Application & understanding of robots.txt
-
Hello Moz World!
I have been reading up on robots.txt files, and I understand the basics. I am looking for a deeper understanding on when to deploy particular tags, and when a page should be disallowed because it will affect SEO. I have been working with a software company who has a News & Events page which I don't think should be indexed. It changes every week, and is only relevant to potential customers who want to book a demo or attend an event, not so much search engines. My initial thinking was that I should use noindex/follow tag on that page. So, the pages would not be indexed, but all the links will be crawled.
I decided to look at some of our competitors robots.txt files. Smartbear (https://smartbear.com/robots.txt), b2wsoftware (http://www.b2wsoftware.com/robots.txt) & labtech (http://www.labtechsoftware.com/robots.txt).
I am still confused on what type of tags I should use, and how to gauge which set of tags is best for certain pages. I figured a static page is pretty much always good to index and follow, as long as it's public. And, I should always include a sitemap file. But, What about a dynamic page? What about pages that are out of date? Will this help with soft 404s?
This is a long one, but I appreciate all of the expert insight. Thanks ahead of time for all of the awesome responses.
Best Regards,
Will H.
-
Yup.. also don't forget that robots.txt is just a "recommendation" for robots. they do not obey it
Basically Google does what ever it wants to
Also if you want to block a folder so its inner content wont be "accessed", in case anylink will point to this page, even if its coming from outside of your domain, it will be indexed.. Although the content of it wont be shown on search results but it will show up with a notice stating that the site content is blocked due to the sites robots.txt..best of luck!
-
Great Advice Yossi & Chris. Thanks for taking the time to reply. I will have to dig into the Google Guidelines for additional information, but both of your points are valid. I think I was looking at robots.txt the wrong way. Thanks Again Guys!
-
I completely agree with Yossi here; no need to go blocking that page at all.
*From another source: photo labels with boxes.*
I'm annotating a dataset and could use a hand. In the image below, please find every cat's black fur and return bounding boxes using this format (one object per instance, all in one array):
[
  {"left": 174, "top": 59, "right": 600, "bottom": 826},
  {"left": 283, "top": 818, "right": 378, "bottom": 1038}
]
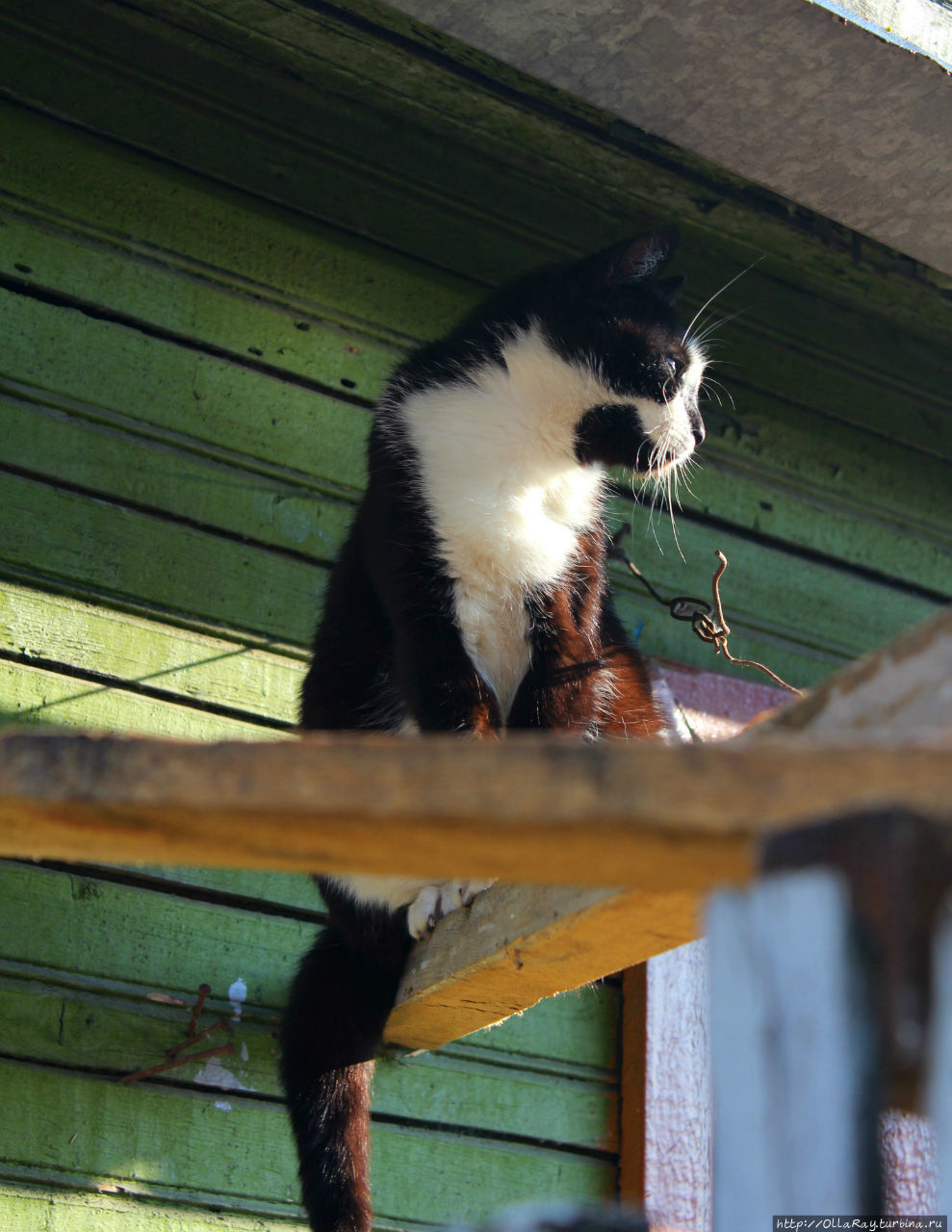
[{"left": 282, "top": 228, "right": 704, "bottom": 1232}]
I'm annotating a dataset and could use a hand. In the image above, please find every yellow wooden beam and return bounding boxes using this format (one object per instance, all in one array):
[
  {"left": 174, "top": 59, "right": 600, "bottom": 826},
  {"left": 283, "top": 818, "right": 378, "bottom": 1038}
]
[
  {"left": 0, "top": 733, "right": 952, "bottom": 892},
  {"left": 0, "top": 601, "right": 952, "bottom": 1047}
]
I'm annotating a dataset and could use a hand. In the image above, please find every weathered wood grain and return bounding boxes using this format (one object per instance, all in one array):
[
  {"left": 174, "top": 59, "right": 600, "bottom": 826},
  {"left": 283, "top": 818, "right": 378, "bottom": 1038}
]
[
  {"left": 925, "top": 910, "right": 952, "bottom": 1211},
  {"left": 385, "top": 886, "right": 697, "bottom": 1048},
  {"left": 0, "top": 1183, "right": 296, "bottom": 1232},
  {"left": 0, "top": 581, "right": 305, "bottom": 735},
  {"left": 737, "top": 607, "right": 952, "bottom": 748},
  {"left": 0, "top": 733, "right": 952, "bottom": 877},
  {"left": 12, "top": 3, "right": 940, "bottom": 371},
  {"left": 0, "top": 970, "right": 617, "bottom": 1152},
  {"left": 0, "top": 862, "right": 617, "bottom": 1083}
]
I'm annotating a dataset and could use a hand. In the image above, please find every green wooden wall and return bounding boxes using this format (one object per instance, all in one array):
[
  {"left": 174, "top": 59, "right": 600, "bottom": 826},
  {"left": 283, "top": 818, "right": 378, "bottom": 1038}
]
[{"left": 0, "top": 0, "right": 952, "bottom": 1232}]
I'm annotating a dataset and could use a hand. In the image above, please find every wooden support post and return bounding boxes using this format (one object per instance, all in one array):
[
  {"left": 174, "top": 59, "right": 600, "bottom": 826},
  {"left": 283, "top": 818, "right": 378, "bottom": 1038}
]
[
  {"left": 0, "top": 599, "right": 952, "bottom": 1047},
  {"left": 926, "top": 907, "right": 952, "bottom": 1214},
  {"left": 708, "top": 870, "right": 880, "bottom": 1232},
  {"left": 620, "top": 941, "right": 710, "bottom": 1232}
]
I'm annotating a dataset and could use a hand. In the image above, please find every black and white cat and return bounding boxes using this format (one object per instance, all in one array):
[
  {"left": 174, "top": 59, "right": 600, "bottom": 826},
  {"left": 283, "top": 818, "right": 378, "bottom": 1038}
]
[{"left": 282, "top": 228, "right": 705, "bottom": 1232}]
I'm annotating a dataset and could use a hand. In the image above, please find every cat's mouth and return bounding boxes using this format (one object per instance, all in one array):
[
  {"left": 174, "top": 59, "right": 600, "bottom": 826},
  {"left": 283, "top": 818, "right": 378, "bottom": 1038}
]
[{"left": 575, "top": 398, "right": 705, "bottom": 478}]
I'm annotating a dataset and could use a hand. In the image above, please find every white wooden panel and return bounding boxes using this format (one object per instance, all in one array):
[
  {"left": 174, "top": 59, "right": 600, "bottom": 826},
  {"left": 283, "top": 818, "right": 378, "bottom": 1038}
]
[
  {"left": 644, "top": 941, "right": 712, "bottom": 1232},
  {"left": 708, "top": 871, "right": 874, "bottom": 1232}
]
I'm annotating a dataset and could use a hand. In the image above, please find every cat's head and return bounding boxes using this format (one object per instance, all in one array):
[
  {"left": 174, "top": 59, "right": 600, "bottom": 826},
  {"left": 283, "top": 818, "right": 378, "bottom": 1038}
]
[
  {"left": 512, "top": 228, "right": 705, "bottom": 476},
  {"left": 382, "top": 228, "right": 705, "bottom": 492}
]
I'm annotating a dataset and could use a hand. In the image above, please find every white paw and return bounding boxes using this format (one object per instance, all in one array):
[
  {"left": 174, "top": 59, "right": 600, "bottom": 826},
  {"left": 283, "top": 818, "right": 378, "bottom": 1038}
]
[
  {"left": 406, "top": 881, "right": 493, "bottom": 941},
  {"left": 406, "top": 886, "right": 445, "bottom": 941},
  {"left": 453, "top": 877, "right": 497, "bottom": 907}
]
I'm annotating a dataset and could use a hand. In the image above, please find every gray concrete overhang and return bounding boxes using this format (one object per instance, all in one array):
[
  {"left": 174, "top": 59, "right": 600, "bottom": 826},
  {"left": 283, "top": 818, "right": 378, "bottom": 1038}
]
[{"left": 391, "top": 0, "right": 952, "bottom": 273}]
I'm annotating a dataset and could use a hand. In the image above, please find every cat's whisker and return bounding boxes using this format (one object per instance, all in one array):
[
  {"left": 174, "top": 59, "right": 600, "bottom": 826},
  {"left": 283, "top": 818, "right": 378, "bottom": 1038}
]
[
  {"left": 691, "top": 308, "right": 748, "bottom": 346},
  {"left": 682, "top": 256, "right": 763, "bottom": 344}
]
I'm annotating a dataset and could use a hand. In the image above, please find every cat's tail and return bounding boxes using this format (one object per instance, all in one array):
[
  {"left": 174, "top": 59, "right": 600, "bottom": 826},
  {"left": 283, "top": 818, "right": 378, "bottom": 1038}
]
[{"left": 274, "top": 906, "right": 410, "bottom": 1232}]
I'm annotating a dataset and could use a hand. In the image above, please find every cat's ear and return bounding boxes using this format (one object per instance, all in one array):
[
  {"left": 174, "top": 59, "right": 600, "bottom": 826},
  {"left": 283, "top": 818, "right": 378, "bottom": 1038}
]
[
  {"left": 592, "top": 227, "right": 682, "bottom": 290},
  {"left": 654, "top": 273, "right": 687, "bottom": 307}
]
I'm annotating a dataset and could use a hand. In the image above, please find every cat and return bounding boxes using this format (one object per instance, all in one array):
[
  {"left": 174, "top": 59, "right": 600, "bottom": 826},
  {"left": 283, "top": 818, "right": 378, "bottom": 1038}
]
[{"left": 281, "top": 228, "right": 705, "bottom": 1232}]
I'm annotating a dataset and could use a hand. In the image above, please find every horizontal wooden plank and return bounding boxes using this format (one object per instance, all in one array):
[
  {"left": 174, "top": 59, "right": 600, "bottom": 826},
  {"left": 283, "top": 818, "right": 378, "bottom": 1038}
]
[
  {"left": 0, "top": 1062, "right": 613, "bottom": 1223},
  {"left": 0, "top": 611, "right": 952, "bottom": 1046},
  {"left": 385, "top": 886, "right": 698, "bottom": 1048},
  {"left": 0, "top": 863, "right": 618, "bottom": 1082},
  {"left": 5, "top": 39, "right": 952, "bottom": 465},
  {"left": 7, "top": 3, "right": 947, "bottom": 395},
  {"left": 0, "top": 1183, "right": 296, "bottom": 1232},
  {"left": 0, "top": 460, "right": 935, "bottom": 700},
  {"left": 0, "top": 977, "right": 617, "bottom": 1152},
  {"left": 0, "top": 580, "right": 305, "bottom": 735},
  {"left": 0, "top": 203, "right": 403, "bottom": 400},
  {"left": 0, "top": 292, "right": 370, "bottom": 489}
]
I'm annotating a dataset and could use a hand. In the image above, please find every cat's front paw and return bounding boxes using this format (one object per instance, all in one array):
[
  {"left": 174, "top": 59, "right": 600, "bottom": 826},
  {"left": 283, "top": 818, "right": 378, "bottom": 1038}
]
[
  {"left": 406, "top": 880, "right": 493, "bottom": 941},
  {"left": 406, "top": 886, "right": 446, "bottom": 941}
]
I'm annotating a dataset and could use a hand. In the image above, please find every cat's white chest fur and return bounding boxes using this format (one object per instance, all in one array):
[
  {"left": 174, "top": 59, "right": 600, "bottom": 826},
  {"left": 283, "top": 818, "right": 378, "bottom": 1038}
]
[{"left": 401, "top": 331, "right": 612, "bottom": 714}]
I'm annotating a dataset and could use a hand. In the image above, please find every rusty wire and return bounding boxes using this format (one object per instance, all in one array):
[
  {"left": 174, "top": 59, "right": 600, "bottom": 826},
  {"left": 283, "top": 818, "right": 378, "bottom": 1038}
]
[{"left": 607, "top": 526, "right": 803, "bottom": 697}]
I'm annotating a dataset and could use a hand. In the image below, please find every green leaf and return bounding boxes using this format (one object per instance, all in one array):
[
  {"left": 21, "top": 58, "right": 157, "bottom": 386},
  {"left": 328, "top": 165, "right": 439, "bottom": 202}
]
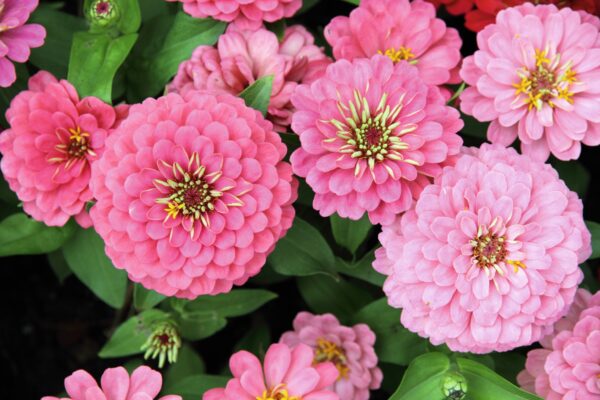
[
  {"left": 47, "top": 250, "right": 73, "bottom": 285},
  {"left": 336, "top": 250, "right": 385, "bottom": 287},
  {"left": 298, "top": 276, "right": 373, "bottom": 321},
  {"left": 29, "top": 6, "right": 86, "bottom": 79},
  {"left": 98, "top": 310, "right": 169, "bottom": 358},
  {"left": 68, "top": 32, "right": 138, "bottom": 103},
  {"left": 268, "top": 217, "right": 336, "bottom": 276},
  {"left": 162, "top": 375, "right": 230, "bottom": 400},
  {"left": 329, "top": 214, "right": 373, "bottom": 254},
  {"left": 456, "top": 358, "right": 541, "bottom": 400},
  {"left": 0, "top": 213, "right": 76, "bottom": 257},
  {"left": 63, "top": 229, "right": 127, "bottom": 308},
  {"left": 184, "top": 289, "right": 277, "bottom": 318},
  {"left": 585, "top": 221, "right": 600, "bottom": 260},
  {"left": 127, "top": 12, "right": 226, "bottom": 102},
  {"left": 133, "top": 283, "right": 166, "bottom": 310},
  {"left": 354, "top": 298, "right": 428, "bottom": 365},
  {"left": 552, "top": 160, "right": 590, "bottom": 198},
  {"left": 389, "top": 353, "right": 450, "bottom": 400},
  {"left": 164, "top": 344, "right": 206, "bottom": 386},
  {"left": 240, "top": 75, "right": 273, "bottom": 116}
]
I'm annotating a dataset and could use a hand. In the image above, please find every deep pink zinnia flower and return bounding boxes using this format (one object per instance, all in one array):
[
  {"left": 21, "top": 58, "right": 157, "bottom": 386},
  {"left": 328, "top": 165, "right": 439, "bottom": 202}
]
[
  {"left": 373, "top": 144, "right": 591, "bottom": 353},
  {"left": 460, "top": 3, "right": 600, "bottom": 161},
  {"left": 0, "top": 0, "right": 46, "bottom": 87},
  {"left": 90, "top": 92, "right": 296, "bottom": 298},
  {"left": 325, "top": 0, "right": 462, "bottom": 85},
  {"left": 0, "top": 71, "right": 116, "bottom": 227},
  {"left": 42, "top": 366, "right": 181, "bottom": 400},
  {"left": 167, "top": 25, "right": 330, "bottom": 132},
  {"left": 517, "top": 289, "right": 600, "bottom": 400},
  {"left": 167, "top": 0, "right": 302, "bottom": 29},
  {"left": 291, "top": 56, "right": 463, "bottom": 224},
  {"left": 280, "top": 312, "right": 383, "bottom": 400},
  {"left": 202, "top": 343, "right": 340, "bottom": 400}
]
I can't really add any further value to the points he has covered but one other part of your question suggested that perhaps you're looking at this the wrong way (and it's very common, don't worry!). Rather than having your site stay as-is and just obscuring the bad parts of it from search engines, the thought process should really around creating a great website instead.
If you're ever considering blocking a page from search engines, the first step should always be "why am I blocking this page(s); could I just fix the issue instead?".
For example, you asked if this might help with soft 404s. Rather than trying to find a way to hide these soft 404s, spend that time fixing them instead!
-
Hi Will
There are some concerns that you have which I do not understand.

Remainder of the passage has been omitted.